At my table, with my other management colleagues, there was a murmur of disappointment and a sigh of frustration.
“Here we go, again,” said one of my colleagues.
That was the first time I had ever the term “accountability” used as a performance measure in my organization. It was not the first time for my managerial colleagues – they had heard this carrot-and-stick approach before – and hated it.
For them, “accountability” was a term that smacked of micromanagement and formal performance evaluation. It was fear-inducing.
What a shame.
When my CEO spoke of accountability, they used it to describe performance as pitted against another person’s (or group’s) expectations of us.
“I am accountable to YOU – with the commitments I am making to you.”

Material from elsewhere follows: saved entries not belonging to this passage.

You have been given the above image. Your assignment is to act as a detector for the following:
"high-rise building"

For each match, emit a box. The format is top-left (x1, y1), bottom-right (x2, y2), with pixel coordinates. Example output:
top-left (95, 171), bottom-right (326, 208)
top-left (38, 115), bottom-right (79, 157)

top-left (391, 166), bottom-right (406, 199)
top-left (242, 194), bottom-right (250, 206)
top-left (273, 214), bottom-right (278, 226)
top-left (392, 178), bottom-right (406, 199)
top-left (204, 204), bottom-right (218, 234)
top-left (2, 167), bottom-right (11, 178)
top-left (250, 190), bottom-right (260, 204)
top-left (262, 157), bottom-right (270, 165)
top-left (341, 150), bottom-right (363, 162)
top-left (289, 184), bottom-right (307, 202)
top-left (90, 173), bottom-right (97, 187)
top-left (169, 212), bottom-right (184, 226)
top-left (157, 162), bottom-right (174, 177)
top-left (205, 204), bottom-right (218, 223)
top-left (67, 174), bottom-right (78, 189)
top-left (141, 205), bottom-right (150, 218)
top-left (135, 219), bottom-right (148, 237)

In this framework, my value and contribution are measured against what you want and need from me. If I don’t deliver on my commitments, I have failed in my accountability to you. I am failing you. Any retributions, punishments, or “I’m disappointed” feedback from you is deserved. I have not held up my part of the agreement I made with you.
It’s time to rethink “accountability” – time to move away from your accountability to another person(s) and instead move to accountability as a motivational strategy for our own personal growth and performance excellence.
“I am accountable to ME – to the commitments I am making to myself.”
1) Make a commitment to yourself. “This week, I will _______________.”
Examples might be:
“This week I will exercise 30 minutes every day.”
“This week I will read 10 pages in my book every day.”
“This week I will give at least five pieces of feedback to my team.”
💥 PRO TIP: Whatever you decide, make your accountability goal as SMART* as possible.
*SMART = Specific, Measurable, Attainable, Realistic, Timebound
2) Share your commitment with one other person. “My accountability goal this week is to _________.” Be clear about the commitment and describe your plan for meeting that commitment.
3) And then lastly, this is the most important step. Ask your accountability partner to support you in keeping yourself accountable to yourself.
Your partner doesn’t need to do anything else other than hear you when you’re sharing your commitment – and then agree to hear you later, when you’re reporting to them on how you did with your accountability goal.
When you do this – when you decide that you are holding yourself accountable to the commitment that you make to yourself – you are so much more likely to be successful in those commitments. You are INTERNALIZING that commitment.
On the other hand, when we look to others as the source of motivation to meet our commitment we are EXTERNALIZING the commitment. There’s nothing wrong with that, but without internalizing the commitment – without being super clear on the WIIFM (What’s In It For Me?) factor of the commitment – we are weakening our resolve and the powerful intrinsic motivation we need to be successful.
💡IDEA: I’ve had enormous success with coaching and supporting client accountability groups where we check in daily/weekly on commitments that we make to ourselves. We check in with absolute honesty on how well we did with meeting our commitments. We grade ourselves (“I give myself a B+ this week because…”) and we ask for support from each other in more effectively meeting the commitment. The very act of just speaking to the commitments – saying them aloud – holding ourselves accountable to ourselves and not each other is powerful and inspiring.
So, the next time you or your team are considering “accountability” as an operating value for your work, consider how you can make accountability less of a word that invites trepidation (i.e., I’m accountable to YOU) – and instead becomes a word that invites personal commitment and resolve (i.e., I’m accountable to ME). Being accountable to oneself is a powerful reframe and motivator for the commitments we make. It taps into our deeply held reservoir of wanting to be better in our lives and work without putting the onus on another person to reward and punish us. We instead do that for ourselves.
How can you better hold yourself accountable to YOU?